EVLİLİK YIL DÖNÜMÜMÜZDE BÖYLE BİR KARAR VARMIŞ

Can Dündar’ın eşi Dilek Dündar tutuklama kararının ardından duygularını Cumhuriyet’le şöyle paylaştı: “Direneceğiz ve kazanacağız. Bu basına yapılmış bir darbe. Zaten sürekli darbe yapıyorlar basına. Çok güçlü durduk, herkesin güçlü durmasını istiyorum. Bizi içeri almadıkları için tutuklama gerekçesini duyamadım. Biz hazırlıklıydık böyle bir sonuca. Siyasi davalarda böyle olur genelde. Fransız Devrimi’nden, Danton davasından beri bu böyledir. Onun için karara şaşırmadık, şeref duyduk. Böyle bir şey de varmış hayatımızda evlilik yıldönümümüzde varmış. Umarız güzel şeyler olacak.”

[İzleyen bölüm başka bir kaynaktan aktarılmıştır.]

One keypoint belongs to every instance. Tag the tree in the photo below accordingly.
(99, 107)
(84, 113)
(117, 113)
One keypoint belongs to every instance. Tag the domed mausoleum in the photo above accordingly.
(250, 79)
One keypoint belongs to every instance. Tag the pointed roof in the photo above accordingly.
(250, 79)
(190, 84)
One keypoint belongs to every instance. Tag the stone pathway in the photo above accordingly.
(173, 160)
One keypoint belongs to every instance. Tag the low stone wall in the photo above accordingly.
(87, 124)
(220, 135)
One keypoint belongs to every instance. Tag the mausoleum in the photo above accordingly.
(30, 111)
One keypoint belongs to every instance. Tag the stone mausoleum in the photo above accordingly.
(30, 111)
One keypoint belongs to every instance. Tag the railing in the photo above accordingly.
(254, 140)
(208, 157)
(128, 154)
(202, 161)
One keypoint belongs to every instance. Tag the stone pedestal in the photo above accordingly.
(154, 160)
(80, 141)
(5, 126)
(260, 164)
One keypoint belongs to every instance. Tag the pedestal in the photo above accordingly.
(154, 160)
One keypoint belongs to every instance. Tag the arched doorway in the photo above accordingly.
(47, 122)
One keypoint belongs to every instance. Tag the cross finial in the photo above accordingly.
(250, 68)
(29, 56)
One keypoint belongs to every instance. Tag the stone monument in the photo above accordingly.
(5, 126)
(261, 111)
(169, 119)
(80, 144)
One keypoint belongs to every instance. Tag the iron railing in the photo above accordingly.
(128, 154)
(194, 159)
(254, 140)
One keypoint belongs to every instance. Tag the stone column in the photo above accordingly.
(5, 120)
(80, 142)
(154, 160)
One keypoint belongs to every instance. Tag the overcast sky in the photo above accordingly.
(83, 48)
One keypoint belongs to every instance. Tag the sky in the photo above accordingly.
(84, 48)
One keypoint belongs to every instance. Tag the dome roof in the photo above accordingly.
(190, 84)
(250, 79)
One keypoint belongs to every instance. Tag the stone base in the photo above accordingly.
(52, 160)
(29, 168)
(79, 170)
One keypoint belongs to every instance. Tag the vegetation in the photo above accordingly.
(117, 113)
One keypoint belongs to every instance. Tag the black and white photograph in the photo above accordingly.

GAZETECİLİĞİ SAVUNMAYA GELDİK

Savcılık ifadesi başlamadan önce hakkındaki soruşturmaya ilişkin açıklama yapan Dündar, “MİT TIR’larında, istihbarata ait TIR’larının silah taşıdığına dair yaptığımız haberden dolayı bizzat şikâyetçisinin Cumhurbaşkanı olduğu bir soruşturma bu. Buraya gazeteciliği savunmaya geldik. Biz buraya halkın haber alam hakkını, kamuoyunun hükümet bir yalan söylüyorsa bunu bilme hakkını savunmaya geldik. Hükümetlerin hiçbir şekilde illegal yollara sapmaması gerektiğini göstermeye, kanıtlamaya, bunun savunmasını yapmaya geldik” dedi.

ERDOĞAN’IN KİŞİSEL DAVASI

Cumhurbaşkanı Erdoğan’ın bu konuyu kendi kişisel davası gibi ele aldığını ifade eden Dündar, şunları söyledi:

“Takipçisi olacağım, peşini bırakamam onun’ dedi ve bizzat şikâyetçi oldu. Burada neden Cumhurbaşkanı’nın tek başına şikâyetçi olduğunu bilmiyorum. Bu sır devlete ait bir sır mı, kendi şahsi sırrı mı? Bunu da herhalde soruşturma gösterecek. Casuslukla suçlanıyorum. Vatana ihanet olduğunu söyledi Cumhurbaşkanı. Bizler casus değiliz, hain değiliz, kahraman değiliz. Biz gazeteciyiz. Ve burada yapılan şey baştan sona bir gazetecilik faaliyetidir. İki kez müebbet isteniyor. Cumhurbaşkanı’nın iddialarıyla ilgili olarak olayın bu boyuta gelmesi bu kadar büyük çapta bir suçlama ile karşı karşıya olmamızı anlayabiliyorum. Çünkü bir suçüstü var. Suçüstü yakalanmış bir hükümet var. Bunun yarattığı bir panik var. Bu anlaşılabilir bir şey ama soruşturma sürecinin bu paniği daha da büyüteceğini biliyorum.”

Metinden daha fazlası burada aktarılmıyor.